1. Transactional Memory (SQLite)

SQLite acts as the "short-term cortex." It is fast, structured, and ideal for:

  • Temporary History: Recent conversation contexts.
  • Scheduled Tasks: What needs to be triggered via systemd.
  • Security: API keys and credentials encrypted with Fernet.

2. Persistent Memory (Markdown)

For long-term context, I use Markdown files. This is where the system truly "learns" about me.

  • Coherent Reading: The system doesn’t read all files all the time. It evaluates the intent of the conversation and decides, for example, to pull info from health.md only when the topic is health.
  • Autonomous Writing and Editing: The system decides on its own when new information is relevant enough to be stored permanently or when it should edit an existing memory record.

Building my own memory system was an incredible experience. While it already exists in advanced LLMs, having control over how the bot manages its "life files" brings a level of transparency and security that complex vector databases often hide.

Based on the logic in _select_user_memory_context, the system intelligently selects only the most relevant knowledge to inject into the prompt. As shown in the snippet below, the function scores each memory file against the user’s message by tokenizing the request and checking for keyword overlaps. It applies a manual boost to foundational files like about-me.md, ranks the candidates, and selects only the top matches. This ensures memory retrieval remains lightweight and contextually accurate, preventing the LLM from being overwhelmed by the entire user profile in every interaction.

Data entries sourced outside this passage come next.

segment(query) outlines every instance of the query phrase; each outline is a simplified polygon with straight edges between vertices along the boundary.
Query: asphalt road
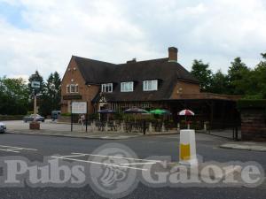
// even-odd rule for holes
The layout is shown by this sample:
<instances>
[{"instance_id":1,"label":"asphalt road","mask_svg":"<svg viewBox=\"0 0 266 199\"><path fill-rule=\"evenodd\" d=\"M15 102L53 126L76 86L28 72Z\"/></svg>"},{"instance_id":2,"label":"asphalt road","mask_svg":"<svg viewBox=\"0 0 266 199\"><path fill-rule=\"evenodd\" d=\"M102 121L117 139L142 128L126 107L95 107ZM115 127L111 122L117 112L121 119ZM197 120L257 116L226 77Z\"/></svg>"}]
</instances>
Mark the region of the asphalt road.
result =
<instances>
[{"instance_id":1,"label":"asphalt road","mask_svg":"<svg viewBox=\"0 0 266 199\"><path fill-rule=\"evenodd\" d=\"M149 157L170 157L172 161L178 159L177 135L160 135L137 137L115 141L130 148L137 157L135 159L148 161ZM255 161L266 168L266 154L263 152L231 150L218 146L228 140L206 134L197 134L197 153L204 161ZM30 161L43 160L43 157L71 156L73 153L91 154L103 144L114 142L108 140L78 139L66 137L50 137L26 134L0 134L0 157L20 156ZM22 148L22 149L21 149ZM74 157L85 160L84 158ZM154 157L153 159L157 159ZM88 163L90 165L90 163ZM100 165L98 165L100 166ZM0 185L0 198L102 198L90 186L82 188L6 188ZM266 186L247 188L150 188L139 183L125 198L266 198Z\"/></svg>"}]
</instances>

   def _select_user_memory_context(self, user_message: str, user_memories: dict[str, str]) -> str:
       if not user_memories:
           return ""

       query = str(user_message or "").lower()
       tokens = set(re.findall(r"[a-z0-9à-ÿ_]{3,}", query))
       scored = []
       for file_name, content in user_memories.items():
           sample = f"{file_name.lower()} {content[:1200].lower()}"
           score = 0
           if file_name.lower() in ("about-me.md", "about_me.md", "about-user.md", "about_user.md"):
               score += 1
           score += sum(1 for token in tokens if token in sample)
           if score > 0:
               scored.append((score, file_name, content))

       if not scored:
           first_name = next(iter(user_memories))
           scored = [(1, first_name, user_memories[first_name])]

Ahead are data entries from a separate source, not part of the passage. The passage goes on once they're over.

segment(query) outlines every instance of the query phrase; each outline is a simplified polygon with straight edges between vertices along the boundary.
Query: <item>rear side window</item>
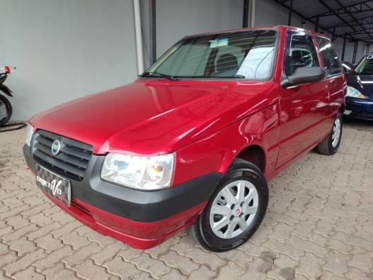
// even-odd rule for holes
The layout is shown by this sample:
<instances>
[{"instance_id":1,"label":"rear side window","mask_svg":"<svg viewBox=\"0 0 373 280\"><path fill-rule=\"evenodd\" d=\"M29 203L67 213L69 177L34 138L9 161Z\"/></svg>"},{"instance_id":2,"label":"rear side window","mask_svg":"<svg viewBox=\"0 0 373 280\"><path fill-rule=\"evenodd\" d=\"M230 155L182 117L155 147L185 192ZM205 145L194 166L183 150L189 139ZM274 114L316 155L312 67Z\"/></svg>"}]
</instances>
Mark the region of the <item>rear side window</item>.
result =
<instances>
[{"instance_id":1,"label":"rear side window","mask_svg":"<svg viewBox=\"0 0 373 280\"><path fill-rule=\"evenodd\" d=\"M284 70L287 76L292 74L298 67L320 66L311 35L289 31L286 45Z\"/></svg>"},{"instance_id":2,"label":"rear side window","mask_svg":"<svg viewBox=\"0 0 373 280\"><path fill-rule=\"evenodd\" d=\"M335 52L331 42L321 37L316 37L316 41L323 57L326 76L342 73L342 66L338 55Z\"/></svg>"}]
</instances>

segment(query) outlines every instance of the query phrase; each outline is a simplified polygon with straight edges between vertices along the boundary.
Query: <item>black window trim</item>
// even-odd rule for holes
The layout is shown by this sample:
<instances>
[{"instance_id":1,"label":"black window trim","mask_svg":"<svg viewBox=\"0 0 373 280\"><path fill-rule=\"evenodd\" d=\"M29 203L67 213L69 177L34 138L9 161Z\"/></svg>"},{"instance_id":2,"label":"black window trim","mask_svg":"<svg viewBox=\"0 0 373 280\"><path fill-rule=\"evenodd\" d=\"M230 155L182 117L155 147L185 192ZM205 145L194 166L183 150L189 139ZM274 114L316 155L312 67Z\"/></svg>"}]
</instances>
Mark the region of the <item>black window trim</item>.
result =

       scored.sort(key=lambda item: item[0], reverse=True)
       selected = scored[:2]
       chunks = [
           f"### {file_name}\n{self._truncate_text(content, 1400)}"
           for _, file_name, content in selected
       ]
       return self._truncate_text("\n\n".join(chunks), self._max_user_memory_chars)

Security, Credentials, and Deployment

This is where the project stopped being a script and became infrastructure.

For credential management, I avoided the standard of putting user keys in .env. The system supports multiple users (authorized via Telegram ID) and credentials are encrypted with Fernet and stored in SQLite per user.

Setup happens via chat: I can use the /setup command to open an interactive panel or simply send a natural message like configure notion_api_key: secret_xxx.

For Google, the flow is zero-friction: 1. I type /google_auth on Telegram. 2. The bot returns an authorization link. 3. The local google_auth_server.py captures the callback, exchanges the code for the token, and saves it securely in the database.

Credentials and Auth Flow

To ensure the assistant operates safely in the real world, the test suite (with over 80% coverage in core modules) blocks external network calls by default. In production, it runs as an Ubuntu service (systemd), ensuring stability.

Conclusion

The most interesting point of this project wasn't just putting a bot on Telegram. It was transforming it into a lightweight and robust personal runtime, with multi-layer memory, real-world task execution, and secure authentication.

In the end, the value isn't in "chatting with AI," but in reducing operational friction. When a quick voice note in traffic becomes a structured task in Notion, calculates the calories of my lunch, or sends a long email (with my confirmation), the assistant stops being a proof of concept and becomes the infrastructure of my routine.